He was in a car I hadn't seen before which immediately caught my attention. New things were always interesting. The pretty lady with the long red hair got out of the car first, I saw her hurry towards my mother's shop before stopping abruptly. She walked back towards the car and retrieved the young boy, with the messy dark hair, from the back seat, where he had been hammering determinedly against the window. He held his mother's hand with a look of absolute triumph, as she again hurried them towards the paper shop. Two minutes later when they returned, the mother carrying a large bottle of water and some tissues, the boy excitedly waving a packet of crisps. For the briefest moment I saw a flash of white teeth in the windscreen as the driver of the car gave a large grin. Then they got in and the car sped off just as quickly as it arrived. They were gone.
Years went by and sometimes the mysterious family crossed into my mind, but not often. A few infrequent conversations with my mother about the subject led me to deduce that they were probably members of one of the families who lived just outside the village, although no one knew quite where.
"They don't go to school here," she told me one Sunday afternoon as we did a stock check. "I remember some of them used to come into the shop when I was about your age. Very funny boys. Used to show me magic tricks – fantastic they were. Absolutely flaming red hair."
"Didn't you ask them where they went to school then?"
"Didn't really talk to them much, and they never came in that often. Nice boys though," she mused.
"Weird though that there are whole families living near here and nobody seems to know anything about them. Maybe they're schooled at home?"
"Maybe," she sighed, before we moved onto talking about that evening's dinner.
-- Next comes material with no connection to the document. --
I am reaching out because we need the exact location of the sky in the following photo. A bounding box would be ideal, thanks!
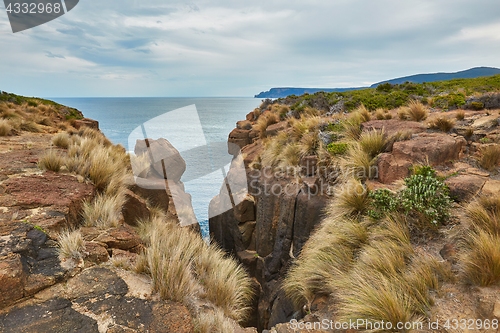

Myself I went to the village primary school until I was 11, and then went to the much larger local comprehensive, which took in pupils from three of the surrounding towns and villages, not such Ottery. I had just finished my fifth year there when the mysterious boy with the messy dark hair came thundering back into my life.
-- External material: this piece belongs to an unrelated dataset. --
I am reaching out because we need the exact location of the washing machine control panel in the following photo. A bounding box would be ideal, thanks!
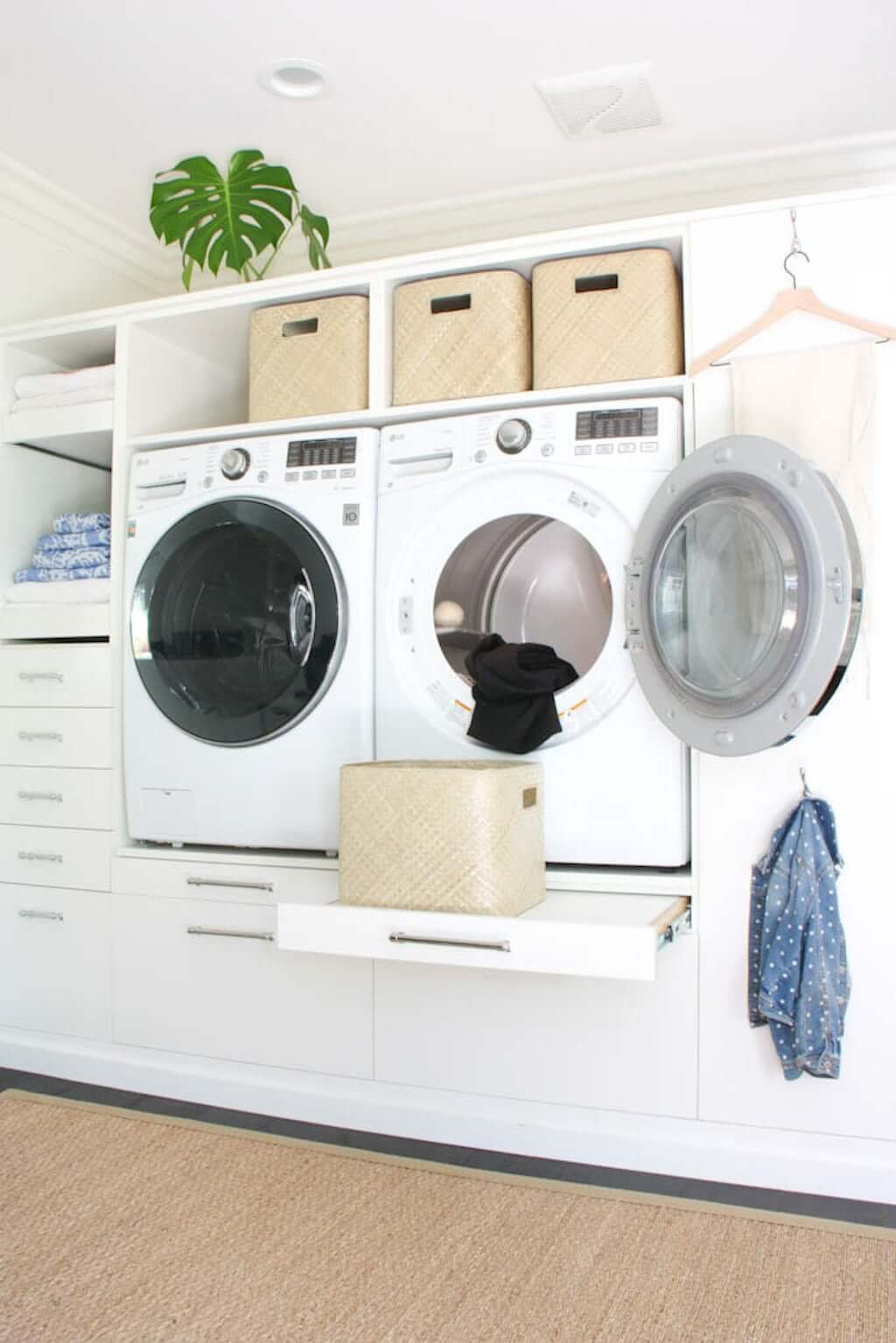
[494,419,532,454]
[220,447,251,481]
"Look busy!" Kathryn all but screamed as she came thundering into the shop.
"What?" I said blearily, blinking up from the gossip magazine I'd been reading on the counter. It was nearly closing time on a Friday evening and the shop had been empty for hours.
"Boys!" she hissed.
"So?"
"New boys!"
"Oh?" Now I was vaguely intrigued.
"Saw them coming across the square. Looked like they were heading this way," she explained as she fixed her dark hair in the glass reflection of the drinks fridge. Now Kathryn was not the type of girl to lose her composure over boys but – "And they are fit!"
She had just managed to turn round and drape herself nonchalantly in front of the leftovers of today's papers when the bell over the shop door rang out.
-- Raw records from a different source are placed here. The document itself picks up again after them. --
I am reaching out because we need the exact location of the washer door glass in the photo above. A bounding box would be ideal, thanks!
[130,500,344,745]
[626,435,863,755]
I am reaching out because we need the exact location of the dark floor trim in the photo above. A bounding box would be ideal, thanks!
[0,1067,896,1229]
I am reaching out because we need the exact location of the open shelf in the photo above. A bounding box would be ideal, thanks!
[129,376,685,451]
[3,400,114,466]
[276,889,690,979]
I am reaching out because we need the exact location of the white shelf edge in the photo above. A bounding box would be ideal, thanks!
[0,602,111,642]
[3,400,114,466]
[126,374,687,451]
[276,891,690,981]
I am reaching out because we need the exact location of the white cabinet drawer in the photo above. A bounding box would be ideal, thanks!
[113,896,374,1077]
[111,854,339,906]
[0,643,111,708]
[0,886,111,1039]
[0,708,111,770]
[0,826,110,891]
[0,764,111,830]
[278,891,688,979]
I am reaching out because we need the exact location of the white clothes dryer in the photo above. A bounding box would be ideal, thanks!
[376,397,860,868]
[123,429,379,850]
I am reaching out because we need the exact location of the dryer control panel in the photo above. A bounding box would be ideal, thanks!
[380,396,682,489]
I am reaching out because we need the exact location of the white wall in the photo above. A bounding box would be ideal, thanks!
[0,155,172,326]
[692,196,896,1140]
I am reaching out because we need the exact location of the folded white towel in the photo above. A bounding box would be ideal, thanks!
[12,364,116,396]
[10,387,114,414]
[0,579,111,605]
The first boy, a year or two older than myself, took a good long look around, before he fully entered the shop. He was of average height with a stocky build, dark skin and dark hair to match. His most striking feature was his mischievous grin which he flashed back to his companion, beckoning him to enter. I looked back down to my magazine as he did so, not wanting to appear too interested in them.
Kathryn had no such qualms.
"Hey," she said a little too eagerly as the two boys wandered round the shop.
"Hey," said the first boy, after a brief pause. I looked up in time to see him lift a tube of crisps and start to shake them.
"Please don't do that," I said wearily. I spent most days saying this to five year olds, not people who looked about seventeen. "It breaks the crisps and then people won't buy them.
"Sorry," he said putting them back down with another flash of his grin.
"And you," I continued, turning to his friend. I was about to tell him off for reading through the magazines without buying them when something stopped me. It was him I realised. The little boy from all those years ago, but now he was all grown up. The same messy dark hair, with dark eyes, pale skin and a few freckles round his nose. He also had the same triumphant grin he had worn, waving his packet of crisps. It was gone with my next sentence.
"Oh," I said without thinking. "I know you."
The change was small but palpable. The boys continued to look indifferently around the shop but their grins were long gone. I also noticed a few furtive glances pass between them.
"Really?" said the mysterious boy, trying and failing to laugh it off.
"Well, I don't know you," I explained. "But I remember you. You've been in here before."
"Yea?" he asked, still tense
"Yea about nine years ago," I continued.
"Yea?" he said again, before looking around at his friend. "I honestly don't remember."
And why would you? Trips to a newsagent to pick up a bag of crisps are not memories someone normally holds on to for nearly a decade. Not unless you live in a village with about twelve people in it and the highlight of your day is locking up a shop that gets about seven customers a week. I looked back down at my magazine and waited for a large hole to open and swallow me up.
"Ottery is a very small place," Kathryn stepped in. "We remember new faces."
"Cool," said the first boy, visibly more relaxed than his friend. "What's your name?" he asked her.
"Kathryn," she replied
"And you?" he nodded towards me.
"Laura," I mumbled and immediately went back to my magazine.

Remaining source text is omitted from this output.